= OTDOA =

OTDOA (Observed Time Difference Of Arrival) is a positioning feature introduced in rel9 E-UTRA (LTE radio). It's a multilateration method in which the User Equipment (UE) measures the time difference between some specific signals from several eNodeBs and reports these time differences to a specific device in the network (the ESMLC). The ESMLC based on these time differences and knowledge of the enodeBs locations calculates the UEs' position.

== Background ==
In December 2008, due to regulatory requirements like the E911, which require that it should be possible to locate UEs with a certain accuracy, a work item was proposed in the 3GPP TSG-RAN42 meeting. This proposed between others the study of the feasibility of OTDOA. OTDOA was meant to work in a similar way as the 3G IPL feature.

During the summer of 2009 the necessary changes to the RAN1 36.211, 36.212, 36.213 and 36.214 specifications were accepted. And a bit later the RAN4 requirements and RAN2 protocol related matters settled.

== Technology ==
A OTDOA procedure works as follows:
The ESMLC requests through the LPP layer an OTDOA measurement: a set of RSTD (Reference Signal Time Difference) measurements from the UE. Together with this request the UE receives assistance data. This assistance data, provides a list of cells (enodeBs), with their PRS (Positioning Reference Signal) parameters, including BW, periodicity etc.

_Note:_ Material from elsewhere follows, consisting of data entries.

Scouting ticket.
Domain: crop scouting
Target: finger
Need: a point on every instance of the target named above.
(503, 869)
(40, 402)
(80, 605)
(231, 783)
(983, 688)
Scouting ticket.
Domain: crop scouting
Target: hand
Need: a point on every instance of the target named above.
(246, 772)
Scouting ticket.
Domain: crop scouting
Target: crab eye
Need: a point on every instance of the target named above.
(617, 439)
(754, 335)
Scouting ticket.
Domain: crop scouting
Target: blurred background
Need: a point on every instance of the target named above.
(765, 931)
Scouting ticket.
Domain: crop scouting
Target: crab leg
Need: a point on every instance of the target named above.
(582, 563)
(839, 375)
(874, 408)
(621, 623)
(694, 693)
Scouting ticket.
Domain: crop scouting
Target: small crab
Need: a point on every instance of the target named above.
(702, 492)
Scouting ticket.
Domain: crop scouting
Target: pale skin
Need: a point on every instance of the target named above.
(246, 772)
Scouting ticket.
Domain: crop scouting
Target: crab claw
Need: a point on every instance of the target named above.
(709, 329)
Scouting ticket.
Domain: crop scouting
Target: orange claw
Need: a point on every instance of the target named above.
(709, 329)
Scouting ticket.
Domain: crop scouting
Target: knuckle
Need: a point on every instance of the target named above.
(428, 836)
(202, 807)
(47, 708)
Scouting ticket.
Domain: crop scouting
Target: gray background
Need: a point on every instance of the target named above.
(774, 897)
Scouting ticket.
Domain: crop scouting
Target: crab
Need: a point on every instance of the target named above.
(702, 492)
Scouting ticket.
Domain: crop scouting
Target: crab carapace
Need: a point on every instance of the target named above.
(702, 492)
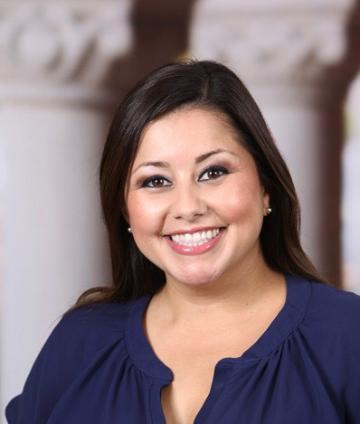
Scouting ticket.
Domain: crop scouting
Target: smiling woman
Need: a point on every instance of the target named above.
(215, 314)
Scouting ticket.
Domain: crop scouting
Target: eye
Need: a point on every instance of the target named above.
(212, 173)
(156, 181)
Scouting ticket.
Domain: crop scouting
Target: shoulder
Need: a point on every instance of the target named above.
(80, 341)
(334, 311)
(93, 323)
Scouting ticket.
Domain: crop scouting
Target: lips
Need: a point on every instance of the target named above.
(195, 242)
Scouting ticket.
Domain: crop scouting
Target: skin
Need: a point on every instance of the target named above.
(217, 303)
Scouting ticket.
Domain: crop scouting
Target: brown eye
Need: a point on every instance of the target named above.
(157, 181)
(213, 172)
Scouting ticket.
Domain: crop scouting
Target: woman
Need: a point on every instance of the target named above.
(215, 314)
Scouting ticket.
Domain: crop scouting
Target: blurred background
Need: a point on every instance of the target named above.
(65, 65)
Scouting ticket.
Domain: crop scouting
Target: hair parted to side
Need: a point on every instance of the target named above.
(204, 84)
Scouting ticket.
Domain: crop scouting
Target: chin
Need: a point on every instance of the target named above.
(197, 278)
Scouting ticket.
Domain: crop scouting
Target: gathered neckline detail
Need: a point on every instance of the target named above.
(141, 353)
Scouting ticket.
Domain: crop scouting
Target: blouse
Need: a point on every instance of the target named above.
(98, 367)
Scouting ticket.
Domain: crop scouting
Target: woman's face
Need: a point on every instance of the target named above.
(195, 202)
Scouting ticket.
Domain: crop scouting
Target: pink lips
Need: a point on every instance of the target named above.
(195, 250)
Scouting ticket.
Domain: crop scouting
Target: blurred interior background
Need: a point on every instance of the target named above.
(65, 65)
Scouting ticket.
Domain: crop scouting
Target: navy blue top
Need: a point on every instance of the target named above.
(97, 367)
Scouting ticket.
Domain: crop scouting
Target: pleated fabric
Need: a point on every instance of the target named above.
(97, 367)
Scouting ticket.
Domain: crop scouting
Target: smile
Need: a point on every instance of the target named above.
(196, 242)
(195, 239)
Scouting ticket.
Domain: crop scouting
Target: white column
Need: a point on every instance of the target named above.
(54, 102)
(291, 56)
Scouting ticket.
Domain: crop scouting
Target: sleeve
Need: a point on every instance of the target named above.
(51, 373)
(351, 359)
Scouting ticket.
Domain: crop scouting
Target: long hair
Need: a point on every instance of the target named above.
(203, 84)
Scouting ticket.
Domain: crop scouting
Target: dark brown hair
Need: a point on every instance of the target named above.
(204, 84)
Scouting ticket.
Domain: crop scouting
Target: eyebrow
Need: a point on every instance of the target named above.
(199, 159)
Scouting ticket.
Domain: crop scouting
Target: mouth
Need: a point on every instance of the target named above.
(195, 242)
(196, 238)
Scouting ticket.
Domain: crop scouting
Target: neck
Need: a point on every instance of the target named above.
(238, 293)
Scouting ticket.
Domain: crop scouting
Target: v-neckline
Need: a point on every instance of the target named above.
(140, 351)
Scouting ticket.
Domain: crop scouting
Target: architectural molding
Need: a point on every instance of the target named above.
(56, 45)
(273, 41)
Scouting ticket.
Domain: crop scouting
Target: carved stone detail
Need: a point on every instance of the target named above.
(276, 40)
(61, 43)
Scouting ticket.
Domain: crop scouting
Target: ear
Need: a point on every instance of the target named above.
(266, 202)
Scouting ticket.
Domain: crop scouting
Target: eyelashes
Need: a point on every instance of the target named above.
(210, 173)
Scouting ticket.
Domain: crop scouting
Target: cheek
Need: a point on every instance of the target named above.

The UE then proceeds to perform these measurements during a given period of time (typically up to 8 or 16 periods of the PRS signals). These measurements consist on estimating the exact time offsets between the PRS from different cells.
Then it reports to the ESMLC these estimated time differences together with an estimate of the measurement quality.

The ESMLC then, using these time difference estimates, and the knowledge of the cells positions and transmit time offsets estimates the position of the UE.

The description of the LPP (LTE positioning protocol) can be found in the 36.355 specification.
The exact details of the PRS signals can be found in section 6.10.4 of the 36.211 specification.
And a simple OTDOA procedure can be found in the RAN5 OTDOA testcases' descriptions in section 9 of the 37.571-1 specification

From a UE architecture perspective the LPP layer resides outside of the EUTRAN protocol stack, over NAS, but typically implemented in the cellular modem firmware. The UE RSTD measurements themselves would be performed by the L1 layer.

== Adoption ==
OTDOA is an optional feature in the 3GPP LTE standard. This means that it is optional for networks and UEs to support it while still being deemed LTE compatible. Like with other similar optional features, interest by particular carriers depends on regulatory requirements, and for UE vendors in carrier's requirements, as major carriers run their own certification tests on UEs which aim at operating in their network.